Agentic LLM 실행 코드의 근간

2026 · 05 · 04 · 5 min read

1. 모든 것의 기초: while loop on stop signal

근본은 단순하다. 모델은 텍스트 생성기가 아니라 "다음 행동을 제안하는 함수" 다. 코드는 그 제안을 받아 실행하고, 결과를 다시 컨텍스트에 붙여서 모델을 재호출한다. 끝날 때까지.

while True:
    response = model.generate(messages, tools=tools)
    if response.has_tool_calls():
        results = execute_tools(response.tool_calls)
        messages.append(response)              # assistant turn
        messages.append(results)               # tool results
    else:
        return response.text

이게 전부다. Claude Code 2.1의 분석에 따르면 코드베이스의 1.6%만 AI 결정 로직, 98.4%는 deterministic 인프라 — permission gate, context 관리, tool routing, recovery. 루프 자체는 while문이고, 진짜 엔지니어링은 그 주변에 있다.

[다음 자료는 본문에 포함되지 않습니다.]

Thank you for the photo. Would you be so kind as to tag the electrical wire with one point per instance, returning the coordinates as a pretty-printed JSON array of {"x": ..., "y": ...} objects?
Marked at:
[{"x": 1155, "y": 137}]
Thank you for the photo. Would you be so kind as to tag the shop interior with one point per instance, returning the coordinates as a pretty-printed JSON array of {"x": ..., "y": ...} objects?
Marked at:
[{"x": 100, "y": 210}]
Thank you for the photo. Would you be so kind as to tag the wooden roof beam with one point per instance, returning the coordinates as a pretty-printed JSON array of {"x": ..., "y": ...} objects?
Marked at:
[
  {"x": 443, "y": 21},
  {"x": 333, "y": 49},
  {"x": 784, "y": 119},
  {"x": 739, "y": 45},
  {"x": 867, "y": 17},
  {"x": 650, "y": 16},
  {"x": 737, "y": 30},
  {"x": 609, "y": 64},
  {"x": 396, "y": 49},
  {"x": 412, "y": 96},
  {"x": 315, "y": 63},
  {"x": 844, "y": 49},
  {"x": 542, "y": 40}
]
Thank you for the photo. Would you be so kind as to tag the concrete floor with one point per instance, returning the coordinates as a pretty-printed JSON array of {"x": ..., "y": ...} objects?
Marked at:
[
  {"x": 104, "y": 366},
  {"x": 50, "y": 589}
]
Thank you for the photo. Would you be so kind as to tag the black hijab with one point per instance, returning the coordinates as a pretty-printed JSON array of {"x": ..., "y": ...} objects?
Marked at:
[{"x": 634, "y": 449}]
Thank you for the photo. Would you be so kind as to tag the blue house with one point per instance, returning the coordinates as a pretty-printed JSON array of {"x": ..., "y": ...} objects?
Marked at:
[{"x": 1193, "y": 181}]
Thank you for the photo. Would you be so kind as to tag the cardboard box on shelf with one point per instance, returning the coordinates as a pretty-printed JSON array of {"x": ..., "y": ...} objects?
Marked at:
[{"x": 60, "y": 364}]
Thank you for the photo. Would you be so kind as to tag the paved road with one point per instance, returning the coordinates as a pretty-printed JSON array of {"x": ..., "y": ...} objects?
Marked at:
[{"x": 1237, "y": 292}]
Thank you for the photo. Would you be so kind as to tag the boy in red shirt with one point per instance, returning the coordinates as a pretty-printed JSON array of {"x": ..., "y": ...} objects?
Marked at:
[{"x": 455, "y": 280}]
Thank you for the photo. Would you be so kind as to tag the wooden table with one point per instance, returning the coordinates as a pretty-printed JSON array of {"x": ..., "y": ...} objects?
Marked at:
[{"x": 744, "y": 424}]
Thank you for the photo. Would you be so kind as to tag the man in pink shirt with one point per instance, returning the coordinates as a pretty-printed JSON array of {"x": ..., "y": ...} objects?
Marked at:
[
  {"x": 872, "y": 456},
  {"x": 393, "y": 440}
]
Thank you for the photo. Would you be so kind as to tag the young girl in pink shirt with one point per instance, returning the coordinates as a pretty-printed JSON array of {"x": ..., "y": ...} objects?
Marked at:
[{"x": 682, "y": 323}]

종료 조건은 모델이 "더 이상 tool call 없음"을 신호할 때. provider마다 신호 방식만 다르다.

2. Provider별 종료 신호 (이게 핵심)

Claude (Messages API)

stop_reason 필드로 분기한다:

"tool_use" → 계속 (tool 실행 후 재호출)
"end_turn" → 정상 종료
"max_tokens" → token 한도. 보통 에러로 처리
"stop_sequence" → 사용자 정의 stop seq에 걸림
"refusal" → 안전 거부
"pause_turn" → server tool (web_search 등)이 내부 iteration cap에 걸렸을 때. 응답을 그대로 다시 보내면 이어서 진행

while response.stop_reason == "tool_use":
    tool_uses = [b for b in response.content if b.type == "tool_use"]
    tool_results = [
        {"type": "tool_result", "tool_use_id": tu.id, "content": run(tu)}
        for tu in tool_uses
    ]
    messages.append({"role": "assistant", "content": response.content})
    messages.append({"role": "user", "content": tool_results})
    response = client.messages.create(model=..., tools=tools, messages=messages)

중요한 디테일: assistant turn에는 response.content 전체를 넣는다. text block + tool_use block이 섞여 올 수 있고, 그걸 다 보존해야 한다. tool_result의 tool_use_id는 반드시 매칭. 그리고 tool_result는 user role로 들어간다 (Claude의 특이점).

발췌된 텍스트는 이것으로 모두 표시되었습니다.